The "Hill Garden" class is the more elaborate of the two, and that best adapted for large gardens, and for those where the natural site is undulating, or where money can be spent in artificial grading. The "Hill Garden" has many different species, such, for instance, as the "Rocky-ocean" style, which represents in general an inlet of the sea surrounded by high cliffs, the shores spread with white sea-sand, scattered with sea rocks and grown upon with pine trees trained to look as if bent and distorted with the sea wind; or the "Wide-river" style, showing a spreading stream issuing from behind a hill and running into a lake; or the "Reed-marsh" style, in which the hills are low, rounded sand dunes bordering a heath or moor in which lies a marshy pool overgrown with rushes; and many other such "styles," all well recognized, all carefully discriminated and all modelled upon actual landscapes. In any case, however, the true "Hill Garden" must present, in combination, mountain or hill, and water scenery.

If on the contrary the site be small and flat, and the garden is to be less elaborate, the "Flat" style is usually chosen. The "Flat Garden" is generally supposed to represent either the floor of a mountain valley, a moor, a rural scene, or the like; and as in the case of "Hill Gardens," there are a number of well recognized and classical examples.

Having, then, determined that the garden is to be of one of these types, and having also determined the degree of elaboration with which it is to be treated, the gardener will next proceed to fix the scale upon which it is to be constructed,—and this scale (a most important factor) is decided by the size of the garden area, and the number of features which must be introduced into the scene; for it is clear that if the site be large, and one in which natural hills or large bodies of water are already present, the scale will be a normal one; whereas if a whole valley, with hills, a river, a water-fall, a lake and a wooded slope is to be presented in a space of some fifty or sixty square yards, the scale of the whole must be miniature. But whatever scale is adopted, every tree, every rock, every pool, every accessory detail must be made exactly to correspond to it. A hill that might in a large garden be a natural elevation of considerable size, with full sized trees planted upon it, might in a smaller one modelled after the same design, be only a hillock, planted with dwarfed trees or shrubs; or in a still smaller area become only a clump of thick-leaved bushes trimmed to resemble a hill-shape, or even a large boulder flanked by tiny shrubs. So skilfully and completely do Japanese gardeners carry out any scale that they have determined upon, however, that Mr. Hearn describes a garden of not much above thirty yards square, that when viewed through a window from which the garden alone was visible, seemed to be really an actual and natural landscape seen from a distance,—a perfect illusion.
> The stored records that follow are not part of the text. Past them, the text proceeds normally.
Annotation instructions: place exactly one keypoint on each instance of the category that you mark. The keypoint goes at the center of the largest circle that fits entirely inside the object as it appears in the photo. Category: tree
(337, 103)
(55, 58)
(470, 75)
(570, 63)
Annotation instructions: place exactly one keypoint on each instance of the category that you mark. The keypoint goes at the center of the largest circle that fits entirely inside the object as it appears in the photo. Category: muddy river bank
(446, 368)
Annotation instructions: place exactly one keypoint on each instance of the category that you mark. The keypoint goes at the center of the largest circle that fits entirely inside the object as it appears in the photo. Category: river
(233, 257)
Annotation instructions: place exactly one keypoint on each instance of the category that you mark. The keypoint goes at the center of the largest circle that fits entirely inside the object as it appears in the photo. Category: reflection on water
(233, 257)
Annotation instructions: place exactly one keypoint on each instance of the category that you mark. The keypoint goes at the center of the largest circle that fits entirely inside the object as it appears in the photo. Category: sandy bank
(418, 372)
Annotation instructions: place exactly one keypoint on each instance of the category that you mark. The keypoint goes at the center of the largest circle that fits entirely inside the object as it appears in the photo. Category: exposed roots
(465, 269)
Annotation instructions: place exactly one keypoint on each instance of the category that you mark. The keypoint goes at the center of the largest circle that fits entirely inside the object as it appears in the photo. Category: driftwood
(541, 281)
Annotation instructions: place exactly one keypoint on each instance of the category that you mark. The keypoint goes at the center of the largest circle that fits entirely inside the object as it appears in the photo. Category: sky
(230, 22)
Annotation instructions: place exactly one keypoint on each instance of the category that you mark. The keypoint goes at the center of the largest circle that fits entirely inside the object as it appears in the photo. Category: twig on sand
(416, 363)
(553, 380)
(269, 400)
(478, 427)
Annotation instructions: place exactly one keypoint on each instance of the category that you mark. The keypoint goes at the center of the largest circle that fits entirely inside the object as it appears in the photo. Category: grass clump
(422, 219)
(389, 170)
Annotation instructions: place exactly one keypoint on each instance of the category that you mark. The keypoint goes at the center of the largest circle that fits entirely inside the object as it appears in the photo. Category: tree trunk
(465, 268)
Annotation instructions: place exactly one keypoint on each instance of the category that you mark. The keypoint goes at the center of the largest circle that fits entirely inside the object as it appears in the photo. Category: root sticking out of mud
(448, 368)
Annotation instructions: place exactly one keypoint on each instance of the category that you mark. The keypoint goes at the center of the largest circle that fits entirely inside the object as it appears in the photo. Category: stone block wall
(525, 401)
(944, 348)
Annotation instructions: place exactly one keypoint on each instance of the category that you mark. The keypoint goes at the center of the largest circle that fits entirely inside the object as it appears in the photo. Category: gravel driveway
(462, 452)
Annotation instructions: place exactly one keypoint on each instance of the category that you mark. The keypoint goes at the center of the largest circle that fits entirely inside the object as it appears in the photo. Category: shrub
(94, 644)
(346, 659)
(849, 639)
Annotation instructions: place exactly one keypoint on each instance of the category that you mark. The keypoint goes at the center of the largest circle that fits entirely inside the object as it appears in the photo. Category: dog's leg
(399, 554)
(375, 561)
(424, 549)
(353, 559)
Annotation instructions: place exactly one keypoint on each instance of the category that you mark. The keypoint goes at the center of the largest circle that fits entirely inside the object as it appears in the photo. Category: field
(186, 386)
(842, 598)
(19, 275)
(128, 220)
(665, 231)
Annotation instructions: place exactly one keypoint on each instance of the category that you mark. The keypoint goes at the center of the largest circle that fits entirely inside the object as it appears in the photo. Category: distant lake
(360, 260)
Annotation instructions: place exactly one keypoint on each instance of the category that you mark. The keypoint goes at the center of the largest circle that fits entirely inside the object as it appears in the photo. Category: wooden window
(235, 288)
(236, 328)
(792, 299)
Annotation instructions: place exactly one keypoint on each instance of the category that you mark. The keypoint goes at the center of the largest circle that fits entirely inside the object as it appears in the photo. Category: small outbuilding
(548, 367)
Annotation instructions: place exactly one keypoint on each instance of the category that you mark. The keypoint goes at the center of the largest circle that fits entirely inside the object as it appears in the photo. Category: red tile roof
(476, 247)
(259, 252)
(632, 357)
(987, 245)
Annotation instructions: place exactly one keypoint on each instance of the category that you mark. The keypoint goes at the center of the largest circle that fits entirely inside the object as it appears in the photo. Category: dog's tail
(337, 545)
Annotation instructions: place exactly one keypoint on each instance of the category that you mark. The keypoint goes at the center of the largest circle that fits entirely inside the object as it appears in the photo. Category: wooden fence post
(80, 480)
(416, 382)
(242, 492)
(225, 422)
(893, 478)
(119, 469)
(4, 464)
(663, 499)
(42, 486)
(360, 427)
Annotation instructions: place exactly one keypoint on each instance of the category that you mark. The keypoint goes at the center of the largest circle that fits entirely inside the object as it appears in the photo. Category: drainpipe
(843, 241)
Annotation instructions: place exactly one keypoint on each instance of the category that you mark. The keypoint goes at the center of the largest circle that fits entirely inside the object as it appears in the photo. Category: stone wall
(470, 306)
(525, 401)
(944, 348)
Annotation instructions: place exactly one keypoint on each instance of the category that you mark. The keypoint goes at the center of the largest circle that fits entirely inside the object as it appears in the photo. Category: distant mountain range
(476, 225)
PLATE XIVMERCHANT'S GARDEN, AWOMORI

Having determined upon the natural model and the scale for it, the gardener will begin by imitating on the given site the main natural land conformations of his original, building hills or grading slopes, excavating lake basins and cutting river channels. These natural features he will next proceed to elaborate, and it is in this process of elaboration that he must most carefully observe all those complex laws and conventions to which we have before alluded.